As we come to learn more about the tragic events which have taken place in Paris, it is natural for us to feel a strong mixture of feelings. In the midst of our suffering and our pondering, we should also recognize that the contemplative and spiritual tradition of Christianity has a lot to offer us both in terms of how to allow ourselves to suffer the pain of tragedy and how to discover God’s will. In the coming days and weeks, leaders will be faced with important decisions as to how to respond, and the voices of good people have an integral role in shaping that response.

That is why understanding discernment is more important than ever. Discernment does not mean that we abnegate our decision-making responsibility for some pie-in-the-sky solution. It does not mean that we proof-text the scripture as some kind of Genie in a bottle that will read us our fortune. Many non-Christians can struggle with the notion of seeking God’s will precisely because it seems to shift responsibility and they think that this can lead to a kind of blind fanaticism.

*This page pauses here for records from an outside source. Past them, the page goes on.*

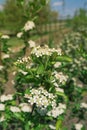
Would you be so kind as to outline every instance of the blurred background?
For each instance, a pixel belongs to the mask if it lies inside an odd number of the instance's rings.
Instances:
[[[57,38],[58,42],[70,30],[87,25],[87,0],[50,0],[38,17],[34,34],[39,41],[47,42],[52,38],[56,42]],[[0,0],[1,33],[14,37],[25,22],[23,8],[17,6],[16,0]]]

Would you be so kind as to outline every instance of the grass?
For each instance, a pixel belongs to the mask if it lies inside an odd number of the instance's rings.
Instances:
[[[9,39],[7,44],[11,47],[18,47],[24,45],[23,40],[18,39],[16,37],[12,37],[11,39]]]

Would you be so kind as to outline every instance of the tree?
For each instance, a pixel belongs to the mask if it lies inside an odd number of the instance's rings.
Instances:
[[[46,0],[6,0],[0,14],[0,25],[12,33],[19,31],[27,20],[33,20],[38,24],[57,20],[58,13],[52,11],[50,4],[46,5],[45,2]]]
[[[77,10],[72,19],[72,23],[74,28],[87,25],[87,10],[82,8]]]
[[[17,31],[24,23],[23,9],[19,8],[16,0],[7,0],[3,8],[4,27],[11,31]]]

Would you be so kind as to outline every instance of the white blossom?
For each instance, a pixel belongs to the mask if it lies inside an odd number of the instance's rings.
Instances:
[[[3,122],[5,120],[5,117],[4,117],[4,115],[2,115],[1,117],[0,117],[0,122]]]

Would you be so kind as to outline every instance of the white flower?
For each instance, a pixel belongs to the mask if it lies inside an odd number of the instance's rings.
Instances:
[[[2,70],[4,68],[4,66],[0,65],[0,70]]]
[[[81,129],[82,129],[82,127],[83,127],[83,125],[82,125],[82,124],[80,124],[80,123],[75,124],[75,129],[76,129],[76,130],[81,130]]]
[[[58,68],[60,65],[61,65],[61,62],[56,62],[56,63],[54,64],[54,68]]]
[[[5,120],[5,117],[4,116],[1,116],[0,117],[0,122],[3,122]]]
[[[26,32],[26,31],[29,31],[29,30],[32,30],[33,28],[35,28],[35,24],[34,24],[34,22],[33,21],[27,21],[26,23],[25,23],[25,26],[24,26],[24,31]]]
[[[30,41],[28,41],[28,43],[29,43],[30,48],[35,47],[35,42],[34,41],[30,40]]]
[[[8,100],[12,100],[13,99],[13,95],[12,94],[8,94],[8,95],[1,95],[0,100],[1,102],[5,102]]]
[[[18,37],[18,38],[21,38],[22,35],[23,35],[23,32],[19,32],[19,33],[17,33],[17,37]]]
[[[0,103],[0,111],[4,111],[5,110],[5,105]]]
[[[85,103],[85,102],[81,103],[81,106],[80,106],[80,107],[87,109],[87,103]]]
[[[11,107],[10,107],[10,110],[11,110],[12,112],[21,112],[20,108],[19,108],[19,107],[16,107],[16,106],[11,106]]]
[[[1,38],[2,39],[9,39],[10,37],[8,35],[2,35]]]
[[[9,58],[10,56],[8,54],[2,55],[2,59]]]
[[[30,106],[28,103],[21,103],[19,106],[21,107],[21,110],[23,112],[31,112],[32,111],[32,106]]]

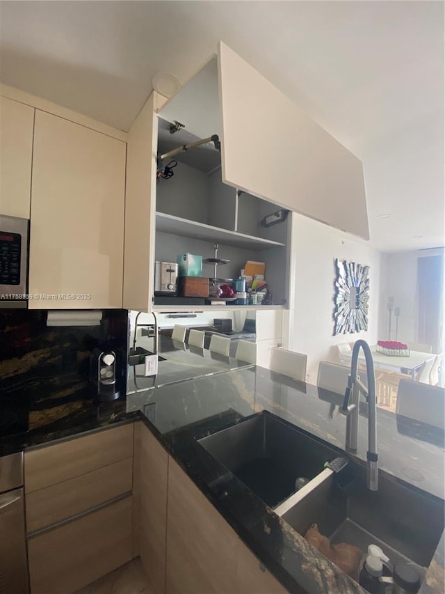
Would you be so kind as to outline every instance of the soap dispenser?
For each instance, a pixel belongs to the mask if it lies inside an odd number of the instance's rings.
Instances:
[[[383,575],[382,560],[373,555],[368,555],[360,572],[359,583],[370,594],[383,594],[385,586],[380,580]]]

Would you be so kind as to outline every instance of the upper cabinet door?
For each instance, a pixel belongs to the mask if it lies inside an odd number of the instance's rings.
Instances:
[[[30,308],[122,307],[125,153],[124,142],[36,110]]]
[[[0,97],[0,214],[29,219],[34,108]]]
[[[361,161],[222,43],[218,61],[222,180],[369,240]]]
[[[369,239],[362,162],[223,43],[160,114],[219,135],[223,182]]]
[[[123,307],[150,311],[154,289],[154,221],[159,96],[152,93],[128,134]]]

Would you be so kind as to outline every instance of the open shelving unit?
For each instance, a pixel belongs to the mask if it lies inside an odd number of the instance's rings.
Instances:
[[[212,225],[207,225],[187,219],[181,219],[164,212],[156,213],[157,231],[175,233],[186,237],[204,240],[215,243],[229,244],[246,249],[262,250],[271,247],[284,247],[285,244],[271,240],[256,237],[238,231],[231,231]]]

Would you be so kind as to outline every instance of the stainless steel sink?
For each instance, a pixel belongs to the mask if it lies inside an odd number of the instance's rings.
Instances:
[[[331,543],[364,554],[377,544],[421,576],[430,564],[444,530],[442,500],[381,472],[370,491],[366,467],[350,460],[339,472],[324,468],[344,453],[266,411],[198,442],[302,536],[316,524]],[[300,477],[309,481],[297,490]]]
[[[396,563],[430,564],[444,530],[444,502],[380,474],[378,491],[366,488],[366,469],[351,464],[350,482],[325,472],[289,498],[277,513],[301,535],[313,524],[332,544],[348,542],[366,553],[377,544]],[[350,470],[351,469],[350,468]]]
[[[198,440],[261,499],[275,507],[310,480],[339,451],[267,412]]]

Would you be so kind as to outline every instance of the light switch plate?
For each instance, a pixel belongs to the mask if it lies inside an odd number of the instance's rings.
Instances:
[[[157,354],[145,355],[145,375],[156,375],[158,373]]]

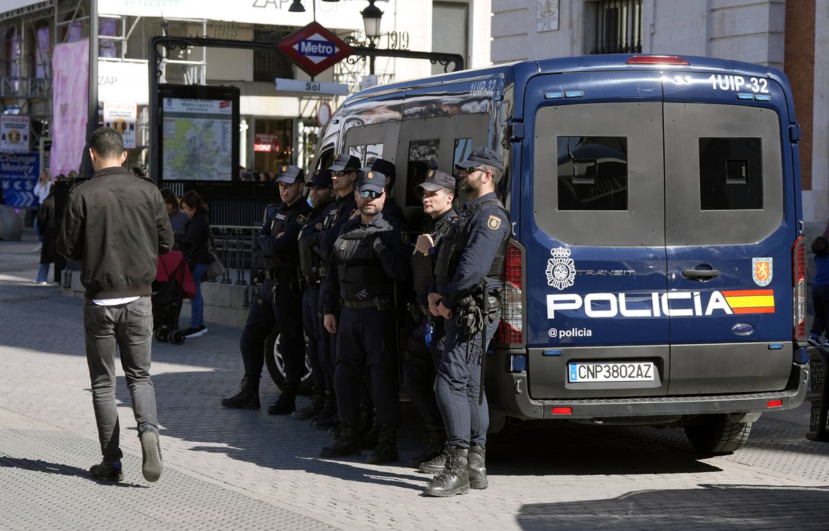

However, while scripture is rich with passages that help us to make good decisions, discernment is not a mindless activity in which believers copy and paste ready made solutions. Rather, the true Christian must internalize the beautiful world of paradoxes and sound doctrines that populate the scriptures, and learn to allow these insights to form both intuitive and analytic processes of decision-making. Thus, we must learn to move beyond the notion that scripture is a long list of prescriptions that must be mindlessly obeyed. What is important to both Biblical theology and the Christian tradition that followed is the central role of prudence, discernment, and wisdom in learning how to integrate moral truths into concrete action.

This notion of decision-making recognizes that varying circumstances call forth a variety of possible solutions. Along these lines to make good decisions, we must practice a true discernment which is grounded in experience, intuition, and a intellect formed by the unconditional love of Jesus Christ. Even if a society formed in this way chooses the path of war and confrontation, the spiritual foundation of a contemplative vision of reality allows for a spiritual freedom that is able to move beyond hatred and petty self-interest. Ultimately, it is sin which destroys our ability to respond to God’s will and to act in harmony with the Holy Spirit.

Thus, the first step in good decision making is individual conversion. For us to move forward, we must always walk the path of turning to the Lord with complete surrender and saying, “Not my will, but your will. Not my way of thinking, but your way of thinking.” I do not know what France’s or the United State’s response should be to this tragedy, but I know how we should go about making that decision.